Według mistrza Eckhart’a „Jeśli jedynym słowem, jakim modlisz się przez całe życie, jest „dziękuję”- to wystarczy”. Oprócz tego o czy do tej pory pisałem z całą pewnością jestem wdzięczny do końca moich dni za to, że przeżyłem poważny wypadek samochodowy oraz za wiele, wiele innych rzeczy, które stały się moim udziałem niezależnie od tego jak się kończyły gdyż mogłem z nich wyciągnąć naukę na przyszłość (oczywiście bardziej cieszę się z tego, co było pozytywne i pomyślne a z tego, co tak się nie zakończyło tak jak wspomniałem wyciągam lekcje).

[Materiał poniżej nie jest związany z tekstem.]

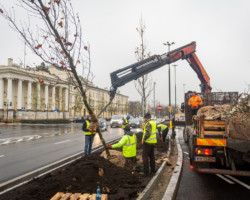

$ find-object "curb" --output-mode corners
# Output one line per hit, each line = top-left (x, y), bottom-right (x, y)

Kilka dni temu rozpoczął się listopad. Oczywiście większość osób wybrała się na cmentarze, aby odwiedzić groby swoich bliskich. Niestety, jak co roku wiele osób, które z pewnością chciały zapalić świeczkę już nigdy tego nie zrobi. To jest kolejny powód, dla którego warto być wdzięcznym.

Ty i ja nadal żyjemy i oddychamy i za to naprawdę warto wyrażać każdorazowo, kiedy tylko otwieramy oczy swoją wdzięczność. Od lat nie oglądam wiadomości lub tego typu programów, które dostarczają nam informacje o bieżącej sytuacji politycznej i społecznej zarówno w naszym kraju jak i na całym świecie.

Odrzuciłem te programy gdyż w większości przypadków pokazują one złe i niedobre informacje. Jedynymi wiadomościami, jakie oglądam są informacje sportowe. To właśnie tam mogę oglądać ludzi, którzy osiągają życiowe sukcesy i na dodatek potrafią się z nich cieszyć a nawet można powiedzieć, że celebrują swoje zwycięstwa.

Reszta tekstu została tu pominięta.